3. P(D given pos) = P(D and pos) / P(pos) = (P(pos given D) * P(D)) / P(pos) = (0.95 * 0.01) / 0.1085 = 0.08756
- Ans: 8.76%

### Question 4

Suppose a student is taking a 50-question multiple-choice exam with 4 answer choices per question. For each question, the probability that the student knows the correct answer is 80%. The student correctly answers these questions, and guesses uniformly at random on the other questions.

1. For a single quesiton, what is the student's expected score if correct answers get 2 points and incorrect answers get 0 points?
2. What is the student's expected overall score on all 50 questions if correct answers get 2 points and incorrect answers are penalized with 0.5 negative points?

1. Let K = knows correct answer, C = correct answer 
- P(K) = 0.8, P(!K) = 0.2
- If K, then P(C) = 1; If !K, then P(C) = 1/4
- E(ppq given K) = 2, E(ppq given !K) = 0.5
- E(ppq) = 0.8 * 2 + 0.2 * 0.5 = 1.6 + 0.1 = 1.7
- Ans: 1.7

2. Modify E(ppq given !K) = (1/4) * 2 + (3/4) * -0.5 = 0.5 - 0.375 = 0.125
- E(ppq) = 0.8 * 2 + 0.2 * 0.125 = 1.625
- E(score) = 1.625 * 50 = 81.25
- Ans: 81.25

### Question 5
To simplify this problem, assume that a year has twelve equal duration months, rather than the unequal months as in the standard Gregorian calendar. 

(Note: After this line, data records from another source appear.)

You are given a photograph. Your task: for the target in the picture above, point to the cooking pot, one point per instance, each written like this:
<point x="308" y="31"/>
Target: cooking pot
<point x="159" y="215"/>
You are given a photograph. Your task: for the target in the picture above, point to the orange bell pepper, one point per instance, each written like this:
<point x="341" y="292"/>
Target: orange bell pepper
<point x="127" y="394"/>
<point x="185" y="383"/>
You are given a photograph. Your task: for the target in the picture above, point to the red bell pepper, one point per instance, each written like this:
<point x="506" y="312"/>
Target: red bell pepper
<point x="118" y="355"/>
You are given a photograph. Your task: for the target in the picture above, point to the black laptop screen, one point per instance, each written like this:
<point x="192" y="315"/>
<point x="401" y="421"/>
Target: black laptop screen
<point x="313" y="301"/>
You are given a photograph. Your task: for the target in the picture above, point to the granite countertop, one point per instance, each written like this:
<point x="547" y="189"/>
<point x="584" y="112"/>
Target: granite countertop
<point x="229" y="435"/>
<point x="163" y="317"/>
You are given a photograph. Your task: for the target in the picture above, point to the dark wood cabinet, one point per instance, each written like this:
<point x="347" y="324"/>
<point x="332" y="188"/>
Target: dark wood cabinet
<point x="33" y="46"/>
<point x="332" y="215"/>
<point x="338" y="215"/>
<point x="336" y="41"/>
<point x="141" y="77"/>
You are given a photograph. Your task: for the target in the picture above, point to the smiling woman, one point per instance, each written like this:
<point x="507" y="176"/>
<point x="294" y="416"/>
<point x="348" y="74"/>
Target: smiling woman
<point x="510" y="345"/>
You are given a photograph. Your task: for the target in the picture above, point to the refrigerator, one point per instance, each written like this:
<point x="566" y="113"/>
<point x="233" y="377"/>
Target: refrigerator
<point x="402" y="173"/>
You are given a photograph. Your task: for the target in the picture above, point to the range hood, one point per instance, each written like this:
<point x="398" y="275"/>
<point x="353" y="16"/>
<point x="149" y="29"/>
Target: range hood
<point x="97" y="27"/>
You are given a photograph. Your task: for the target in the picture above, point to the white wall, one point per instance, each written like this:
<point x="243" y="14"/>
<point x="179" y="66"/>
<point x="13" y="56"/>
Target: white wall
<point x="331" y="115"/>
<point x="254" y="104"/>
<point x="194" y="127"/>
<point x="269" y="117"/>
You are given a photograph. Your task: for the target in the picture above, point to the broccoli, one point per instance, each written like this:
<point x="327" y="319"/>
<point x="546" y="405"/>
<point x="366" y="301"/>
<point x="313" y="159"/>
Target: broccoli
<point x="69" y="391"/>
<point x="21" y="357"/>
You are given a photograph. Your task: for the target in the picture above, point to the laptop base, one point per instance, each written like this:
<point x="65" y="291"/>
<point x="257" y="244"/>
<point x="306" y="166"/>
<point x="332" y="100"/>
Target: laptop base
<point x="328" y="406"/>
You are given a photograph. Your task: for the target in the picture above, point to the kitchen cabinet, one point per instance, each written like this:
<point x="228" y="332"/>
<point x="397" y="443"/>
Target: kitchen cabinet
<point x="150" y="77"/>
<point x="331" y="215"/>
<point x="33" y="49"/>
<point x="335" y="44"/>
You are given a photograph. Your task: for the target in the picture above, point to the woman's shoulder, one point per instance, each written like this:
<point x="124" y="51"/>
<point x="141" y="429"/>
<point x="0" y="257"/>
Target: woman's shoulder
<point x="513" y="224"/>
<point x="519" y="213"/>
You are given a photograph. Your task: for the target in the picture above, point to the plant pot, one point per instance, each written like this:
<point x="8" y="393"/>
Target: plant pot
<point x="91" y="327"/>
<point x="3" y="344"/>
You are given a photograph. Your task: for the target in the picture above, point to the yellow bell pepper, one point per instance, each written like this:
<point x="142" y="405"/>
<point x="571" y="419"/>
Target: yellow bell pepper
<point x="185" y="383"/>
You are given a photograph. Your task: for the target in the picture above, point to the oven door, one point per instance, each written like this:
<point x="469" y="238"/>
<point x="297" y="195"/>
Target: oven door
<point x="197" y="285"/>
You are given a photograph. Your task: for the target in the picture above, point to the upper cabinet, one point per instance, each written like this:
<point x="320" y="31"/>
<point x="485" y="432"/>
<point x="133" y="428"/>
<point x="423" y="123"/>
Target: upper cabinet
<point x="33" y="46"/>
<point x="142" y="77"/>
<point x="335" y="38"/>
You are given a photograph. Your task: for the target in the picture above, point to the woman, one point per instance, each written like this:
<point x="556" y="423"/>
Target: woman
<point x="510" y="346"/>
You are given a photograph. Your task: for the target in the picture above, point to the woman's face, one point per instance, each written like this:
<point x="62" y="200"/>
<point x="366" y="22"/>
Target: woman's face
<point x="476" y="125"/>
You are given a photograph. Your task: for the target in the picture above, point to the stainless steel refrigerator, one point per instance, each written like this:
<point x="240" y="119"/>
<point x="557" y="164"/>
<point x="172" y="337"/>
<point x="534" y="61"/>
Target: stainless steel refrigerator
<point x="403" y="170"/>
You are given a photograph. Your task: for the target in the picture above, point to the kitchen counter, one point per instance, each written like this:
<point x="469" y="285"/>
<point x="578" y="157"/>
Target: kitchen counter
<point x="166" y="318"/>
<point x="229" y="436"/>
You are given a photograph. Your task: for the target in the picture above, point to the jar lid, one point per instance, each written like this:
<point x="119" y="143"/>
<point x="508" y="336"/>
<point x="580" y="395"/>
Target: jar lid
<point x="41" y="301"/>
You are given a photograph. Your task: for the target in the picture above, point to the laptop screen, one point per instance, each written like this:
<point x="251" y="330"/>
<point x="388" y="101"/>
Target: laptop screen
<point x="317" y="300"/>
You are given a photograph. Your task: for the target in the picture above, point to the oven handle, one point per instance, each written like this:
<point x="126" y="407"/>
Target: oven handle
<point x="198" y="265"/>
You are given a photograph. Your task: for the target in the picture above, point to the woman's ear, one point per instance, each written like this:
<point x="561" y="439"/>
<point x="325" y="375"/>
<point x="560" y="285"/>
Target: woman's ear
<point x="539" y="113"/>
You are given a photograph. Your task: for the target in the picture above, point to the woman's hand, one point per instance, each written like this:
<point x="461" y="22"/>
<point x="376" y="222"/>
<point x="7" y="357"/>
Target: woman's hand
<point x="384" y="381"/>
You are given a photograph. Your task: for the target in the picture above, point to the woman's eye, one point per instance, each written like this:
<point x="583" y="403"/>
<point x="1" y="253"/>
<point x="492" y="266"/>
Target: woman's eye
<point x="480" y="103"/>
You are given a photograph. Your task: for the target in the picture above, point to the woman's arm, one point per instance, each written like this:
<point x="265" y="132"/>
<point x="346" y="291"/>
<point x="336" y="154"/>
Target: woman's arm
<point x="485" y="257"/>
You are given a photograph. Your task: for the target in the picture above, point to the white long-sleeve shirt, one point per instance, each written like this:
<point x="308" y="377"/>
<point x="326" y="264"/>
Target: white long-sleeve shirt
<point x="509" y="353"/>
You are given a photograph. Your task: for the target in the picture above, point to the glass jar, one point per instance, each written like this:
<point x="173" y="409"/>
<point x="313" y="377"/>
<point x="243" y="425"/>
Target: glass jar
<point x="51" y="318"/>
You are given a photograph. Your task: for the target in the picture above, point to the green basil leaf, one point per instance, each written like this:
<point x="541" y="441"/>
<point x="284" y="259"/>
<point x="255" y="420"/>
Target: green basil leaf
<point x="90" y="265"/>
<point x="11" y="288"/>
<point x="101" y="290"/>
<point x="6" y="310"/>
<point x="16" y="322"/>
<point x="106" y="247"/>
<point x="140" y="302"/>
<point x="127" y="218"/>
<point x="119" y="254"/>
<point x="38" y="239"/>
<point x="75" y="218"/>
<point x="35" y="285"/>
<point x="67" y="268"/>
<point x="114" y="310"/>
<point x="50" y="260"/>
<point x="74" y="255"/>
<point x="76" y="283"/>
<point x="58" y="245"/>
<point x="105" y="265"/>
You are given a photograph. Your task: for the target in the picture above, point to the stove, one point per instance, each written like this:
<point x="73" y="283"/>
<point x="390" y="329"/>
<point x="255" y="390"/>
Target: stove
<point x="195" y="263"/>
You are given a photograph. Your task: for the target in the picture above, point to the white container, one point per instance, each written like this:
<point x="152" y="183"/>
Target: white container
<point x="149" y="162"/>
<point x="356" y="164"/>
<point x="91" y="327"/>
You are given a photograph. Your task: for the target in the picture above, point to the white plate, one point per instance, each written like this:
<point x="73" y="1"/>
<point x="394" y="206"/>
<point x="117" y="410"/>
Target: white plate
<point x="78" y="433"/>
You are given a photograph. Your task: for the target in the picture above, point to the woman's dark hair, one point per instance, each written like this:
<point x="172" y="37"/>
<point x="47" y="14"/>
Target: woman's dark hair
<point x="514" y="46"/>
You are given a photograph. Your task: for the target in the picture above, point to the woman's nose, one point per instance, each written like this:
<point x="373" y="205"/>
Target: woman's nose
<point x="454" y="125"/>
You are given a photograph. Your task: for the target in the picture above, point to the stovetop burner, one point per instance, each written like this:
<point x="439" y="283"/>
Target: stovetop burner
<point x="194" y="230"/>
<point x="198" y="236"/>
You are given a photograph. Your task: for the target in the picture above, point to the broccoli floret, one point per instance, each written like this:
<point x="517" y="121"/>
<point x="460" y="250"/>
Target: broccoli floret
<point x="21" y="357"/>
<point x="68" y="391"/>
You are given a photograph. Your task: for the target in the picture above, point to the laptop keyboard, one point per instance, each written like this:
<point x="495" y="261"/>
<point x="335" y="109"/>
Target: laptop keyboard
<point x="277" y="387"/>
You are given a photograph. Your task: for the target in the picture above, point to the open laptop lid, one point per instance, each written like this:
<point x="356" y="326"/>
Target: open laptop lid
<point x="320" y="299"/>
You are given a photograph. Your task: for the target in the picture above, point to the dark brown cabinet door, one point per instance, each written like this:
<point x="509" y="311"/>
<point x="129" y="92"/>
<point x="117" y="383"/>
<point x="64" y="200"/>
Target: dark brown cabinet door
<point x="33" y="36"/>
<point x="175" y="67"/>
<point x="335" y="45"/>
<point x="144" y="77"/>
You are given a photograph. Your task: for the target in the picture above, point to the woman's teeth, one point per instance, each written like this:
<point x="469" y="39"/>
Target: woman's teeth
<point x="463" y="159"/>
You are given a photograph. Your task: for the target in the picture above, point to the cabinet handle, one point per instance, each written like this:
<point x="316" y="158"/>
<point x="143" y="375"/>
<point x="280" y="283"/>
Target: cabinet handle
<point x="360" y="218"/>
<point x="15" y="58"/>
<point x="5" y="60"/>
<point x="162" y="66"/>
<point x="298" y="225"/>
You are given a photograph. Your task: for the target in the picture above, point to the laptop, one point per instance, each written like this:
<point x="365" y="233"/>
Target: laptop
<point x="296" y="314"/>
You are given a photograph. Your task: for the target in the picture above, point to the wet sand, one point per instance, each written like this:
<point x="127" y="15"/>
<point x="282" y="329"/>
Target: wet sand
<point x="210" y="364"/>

1. Assuming that people are equally likely to be born in any month, how many people must be selected independently and uniformly at random before the probability that at least two of the selected people have the same birth month is at least 1/2?
2. Now assume that for each month among May, June, July, and August, the probability of being born in that month is 1/10, whereas for every other month the probability of being born in that month is 3/40. What is the probability that two people selected uniformly at random have the same birth month? Is this more or less than in part a? 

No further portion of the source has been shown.